If you have European ancestors, there is a good change they ate oatmeal in the morning. If you are from Asia, rice porridges or rice soup noodles are the staple morning cuisine. If your ethnicity originated from the America’s it was most likely corn meal, known as grits. From Persia, more wheat-meals. Many African’s traditionally start the day with millet porridge. Russian’s more from Barley porridge. Pacific Islanders eat taro root porridge.

‘Remember, the emphasis of Chinese dietary therapy is not high nutrition. It is first, ease-of-digestion… there is nothing easier for a human to digest than porridge!’

Why did so many ancient cultures believe porridge was so important?

This is interesting question for us, as our ancestors had no nutritional science and technology, so they relied on food availability, their senses – taste, smell, colour, texture and importantly how they feel after the meal. As in Chinese medicine, food can only be understood by eating it, usually in large quantities and over long periods of time. Successful cultures (i.e. the ones we have today) identified what works best for individuals and groups in both the short and long-term. They used this knowledge of their experience in creating food traditions, carefully selecting and making those foods and meals central and important to daily or seasonal life.

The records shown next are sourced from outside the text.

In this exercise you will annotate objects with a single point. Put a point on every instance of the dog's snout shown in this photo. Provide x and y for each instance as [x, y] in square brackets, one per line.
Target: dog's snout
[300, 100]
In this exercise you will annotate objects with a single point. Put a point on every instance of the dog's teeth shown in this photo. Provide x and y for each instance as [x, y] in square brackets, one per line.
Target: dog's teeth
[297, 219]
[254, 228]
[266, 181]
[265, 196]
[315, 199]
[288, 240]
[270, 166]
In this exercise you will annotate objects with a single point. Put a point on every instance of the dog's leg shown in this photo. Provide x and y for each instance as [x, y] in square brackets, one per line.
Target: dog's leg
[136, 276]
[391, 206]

Look into what your ancestors ate for breakfast and try it for yourself. Using long-term observation, many cultures realized porridge gives you good sustainable energy and long-term good digestion. Good digestion maximizes Qi and Blood production from the foods you eat. Maximum Qi and Blood function gives you the greatest chance for order and harmony. The greatest order and harmony give you the strongest physical, emotional and spiritual wellbeing. Strong physical, emotional, spiritual wellbeing gives you, not only the chance to avoid ill health, but also the best chance to live out your true potential. Individuals who live closest to their true potentials are the foundation of successful cultures!

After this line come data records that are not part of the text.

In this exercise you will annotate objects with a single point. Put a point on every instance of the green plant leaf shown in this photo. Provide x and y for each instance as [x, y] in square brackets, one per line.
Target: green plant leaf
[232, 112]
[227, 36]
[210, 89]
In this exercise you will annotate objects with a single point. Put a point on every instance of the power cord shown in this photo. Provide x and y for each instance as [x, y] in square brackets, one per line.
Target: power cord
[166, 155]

Why in Chinese medicine is white rice porridge considered to be the most beneficial base meal or staple?

This is a very interesting topic as Chinese Medicine has considered white rice porridge the most beneficial meal for human beings for over 3000 years. In modern nutrition from the West, it considers white rice porridge to be an over-cooked empty calorie starch that has little to no benefit, and some suggest that white rice is the cause of blood sugar disorders and weight gain.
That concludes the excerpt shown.